Mencermati Polah Buaya Darat di Pulau Komodo

Dermaga Pulau Komodo

Perairan Flores sedang kacau. Berkali-kali terpal harus diturunkan menutupi bagian kapal. Menghindari percikan air laut tumpah ke geladak. Rupanya, ini juga didukung dengan angin laut yang kencang. Cuaca panas, memang. Tapi sepertinya dua hal di atas sudah terbiasa berlalu lalang di perairan lepas Suku Bajo. Berkali-kali pula penumpangnya harus rela melantai berlindung di balik bangku. Ombak tinggi. Dua-tiga meter.

"Ini belum seberapa, Mbak." Anak buah kapal bertutur kencang. Deru mesin kapal membuat komunikasi kami harus saling teriak.

Penumpangnya terkekeh, mempererat jaket masing-masing. Anginnya buruk.

"Mbak, kita nanti ambil jalur pendek saja ya. Ombak jelek." Kali ini Sang Kapten berteriak. Lalu diamini oleh dua pelanggannya.

Terserah Bapak sajalah. Batin mereka.

Ombak semakin menjadi, tak peduli kapal tengah mencoba melepas jangkar. Menggoncang kapal tak tahu diri. Sementara penumpangnya terhuyung-huyung getir. Satu di antaranya tertawa.

"Ini kenapa begini, Pak? Kita bisa loncat langsung nggak?" Tanyanya sambil tertawa.

"Woooh, hati-hati, Mbak." Si ABK ikut tertawa. Namanya Harman, masih muda, humoris, penurut, dan hormat pada orang tua.

Biru...
Inilah Pulau Komodo. Bagian paling inti dari Taman Nasional Pulau Komodo. Tujuan penting wisatawan dari segala penjuru dunia.

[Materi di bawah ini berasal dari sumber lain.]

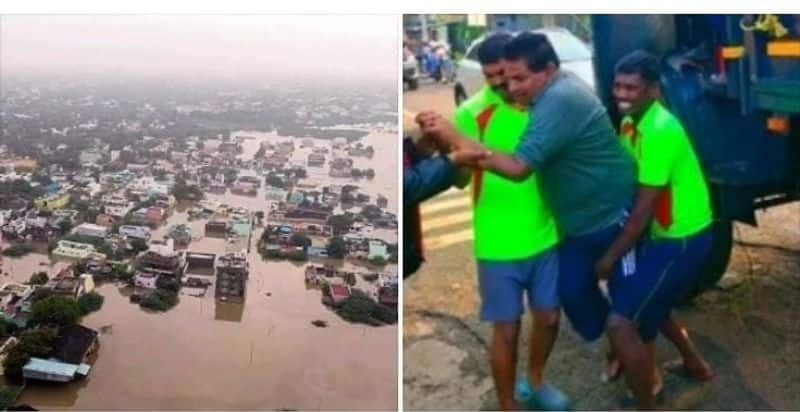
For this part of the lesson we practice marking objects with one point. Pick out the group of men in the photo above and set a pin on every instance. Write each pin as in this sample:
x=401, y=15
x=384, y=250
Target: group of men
x=564, y=204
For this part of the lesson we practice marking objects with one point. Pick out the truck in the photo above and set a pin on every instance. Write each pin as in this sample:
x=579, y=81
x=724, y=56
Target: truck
x=734, y=83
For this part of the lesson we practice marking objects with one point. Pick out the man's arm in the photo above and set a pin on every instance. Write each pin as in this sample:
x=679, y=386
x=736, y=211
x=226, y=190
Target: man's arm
x=637, y=222
x=433, y=175
x=426, y=178
x=508, y=166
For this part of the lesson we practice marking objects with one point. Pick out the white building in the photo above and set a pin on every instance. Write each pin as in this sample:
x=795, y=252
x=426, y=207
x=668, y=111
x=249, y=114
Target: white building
x=89, y=229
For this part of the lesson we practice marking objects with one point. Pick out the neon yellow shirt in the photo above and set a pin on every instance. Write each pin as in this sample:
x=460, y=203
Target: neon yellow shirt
x=510, y=220
x=665, y=157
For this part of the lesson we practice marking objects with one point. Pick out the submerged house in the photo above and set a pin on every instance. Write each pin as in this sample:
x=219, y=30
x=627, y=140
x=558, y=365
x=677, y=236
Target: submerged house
x=69, y=359
x=73, y=250
x=232, y=273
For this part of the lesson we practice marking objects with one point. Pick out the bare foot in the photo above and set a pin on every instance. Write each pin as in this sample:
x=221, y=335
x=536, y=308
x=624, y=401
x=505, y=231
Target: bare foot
x=612, y=370
x=696, y=369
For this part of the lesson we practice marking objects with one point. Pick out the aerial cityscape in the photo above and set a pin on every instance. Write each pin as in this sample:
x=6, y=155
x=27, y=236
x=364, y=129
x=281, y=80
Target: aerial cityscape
x=197, y=242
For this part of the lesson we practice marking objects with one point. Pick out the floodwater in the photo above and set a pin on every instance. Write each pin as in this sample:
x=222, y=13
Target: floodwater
x=263, y=354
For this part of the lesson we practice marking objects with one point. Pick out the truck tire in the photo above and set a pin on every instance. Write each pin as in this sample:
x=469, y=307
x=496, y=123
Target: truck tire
x=717, y=263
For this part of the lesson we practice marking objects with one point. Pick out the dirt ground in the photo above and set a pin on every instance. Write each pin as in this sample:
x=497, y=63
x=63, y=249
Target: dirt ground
x=748, y=327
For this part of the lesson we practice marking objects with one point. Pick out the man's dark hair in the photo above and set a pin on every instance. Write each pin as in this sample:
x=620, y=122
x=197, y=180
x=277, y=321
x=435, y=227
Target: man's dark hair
x=492, y=48
x=642, y=63
x=534, y=48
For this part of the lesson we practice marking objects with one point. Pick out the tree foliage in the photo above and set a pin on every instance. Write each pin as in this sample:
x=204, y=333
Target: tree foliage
x=57, y=311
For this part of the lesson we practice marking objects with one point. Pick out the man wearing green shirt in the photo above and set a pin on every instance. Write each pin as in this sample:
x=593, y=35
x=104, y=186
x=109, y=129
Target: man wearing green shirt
x=671, y=216
x=515, y=240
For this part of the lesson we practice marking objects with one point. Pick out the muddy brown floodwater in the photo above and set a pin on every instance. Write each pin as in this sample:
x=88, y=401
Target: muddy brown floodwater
x=263, y=354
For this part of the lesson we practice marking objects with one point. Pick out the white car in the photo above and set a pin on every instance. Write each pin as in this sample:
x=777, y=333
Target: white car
x=574, y=55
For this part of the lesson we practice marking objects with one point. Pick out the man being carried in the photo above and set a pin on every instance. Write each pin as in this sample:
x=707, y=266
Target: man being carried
x=586, y=178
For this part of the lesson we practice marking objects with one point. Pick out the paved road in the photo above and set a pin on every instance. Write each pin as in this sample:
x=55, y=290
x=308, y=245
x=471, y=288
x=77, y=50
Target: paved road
x=748, y=332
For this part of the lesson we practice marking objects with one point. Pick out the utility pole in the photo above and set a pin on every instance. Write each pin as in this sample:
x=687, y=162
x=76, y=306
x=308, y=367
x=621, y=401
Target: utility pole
x=423, y=22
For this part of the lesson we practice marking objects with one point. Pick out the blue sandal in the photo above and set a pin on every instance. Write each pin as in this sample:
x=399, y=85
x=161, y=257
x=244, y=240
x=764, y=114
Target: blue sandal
x=544, y=397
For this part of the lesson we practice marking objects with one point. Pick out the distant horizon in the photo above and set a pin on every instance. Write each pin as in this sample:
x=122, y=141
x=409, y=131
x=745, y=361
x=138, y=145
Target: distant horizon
x=263, y=49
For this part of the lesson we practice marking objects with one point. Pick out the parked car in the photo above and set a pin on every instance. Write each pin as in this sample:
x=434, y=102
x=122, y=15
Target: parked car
x=574, y=54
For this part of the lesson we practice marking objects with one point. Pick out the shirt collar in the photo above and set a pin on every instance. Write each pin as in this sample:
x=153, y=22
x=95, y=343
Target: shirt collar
x=645, y=121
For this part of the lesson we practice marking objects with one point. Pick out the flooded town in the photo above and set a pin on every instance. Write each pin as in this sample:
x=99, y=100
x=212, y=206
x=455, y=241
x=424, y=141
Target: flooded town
x=176, y=245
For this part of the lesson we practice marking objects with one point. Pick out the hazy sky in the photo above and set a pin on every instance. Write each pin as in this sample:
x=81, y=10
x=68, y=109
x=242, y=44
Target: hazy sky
x=244, y=47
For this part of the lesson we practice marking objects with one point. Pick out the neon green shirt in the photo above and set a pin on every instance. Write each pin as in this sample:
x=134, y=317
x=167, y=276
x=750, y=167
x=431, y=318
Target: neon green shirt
x=510, y=220
x=665, y=157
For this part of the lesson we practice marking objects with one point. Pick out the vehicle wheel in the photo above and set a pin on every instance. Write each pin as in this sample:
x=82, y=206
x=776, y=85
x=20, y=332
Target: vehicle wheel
x=717, y=263
x=460, y=95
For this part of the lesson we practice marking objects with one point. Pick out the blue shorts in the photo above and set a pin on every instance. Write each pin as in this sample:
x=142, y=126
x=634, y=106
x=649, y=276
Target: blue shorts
x=665, y=270
x=503, y=284
x=578, y=287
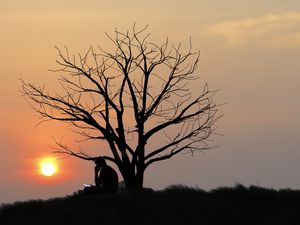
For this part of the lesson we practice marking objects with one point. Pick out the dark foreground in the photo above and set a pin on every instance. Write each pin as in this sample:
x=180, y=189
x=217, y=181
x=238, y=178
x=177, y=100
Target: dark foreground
x=174, y=205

Melihat langsung naga raksasa dari dekat. Mengilhami kehidupan saling bersisian antara manusia dan Sang Naga. Bagian pembuktian dari kitab suci para pencari pelajaran hidup; Lonely Planet. Betapa pulau ini begitu diagungkan.

"Buat apa ke Komodo dan Rinca? Itu buaya darat, hewan tiduran saja, kan? Tidak bagus itu."

Dua orang. Saya bertemu dua orang yang berkata demikian. Betul juga. Tapi rasa penasaran makhluk bertitel manusia memang kadang aneh. Aneh yang masuk akal. Nggak melulu salah juga. Buaya darat adalah sebutan mereka menyebut Si Naga, sebuah konotasi bagi kami, di Pulau Jawa, berarti negatif.

"Mbak, beneran ya, kita short trek saja. Ombak tidak bagus." Sang Kapten kapal kembali mengingatkan yang langsung dijawab anggukan oleh kami.

Briefing singkat bareng Richardo

Loh Liang dan Loh Buaya adalah dua tempat berbeda di pulau yang sama sekali tidak sama. Jika memulai perjalanan di Pulau Komodo, maka berangkat dari Loh Liang. Sementara jika dari Pulau Rinca, maka berangkat dari Loh Buaya.

Sebelum memulai treking, ranger akan melakukan briefing sejenak. Menjelaskan tata cara atau antisipasi jika kondisi darurat mengintai (misal: dikejar komodo), tujuan atau rute (short, medium, dan long trek), dan larangan yang tidak boleh dilakukan selama treking. Ranger kami bernama Richardo, Suku Bajo, asli Kampung Komodo. 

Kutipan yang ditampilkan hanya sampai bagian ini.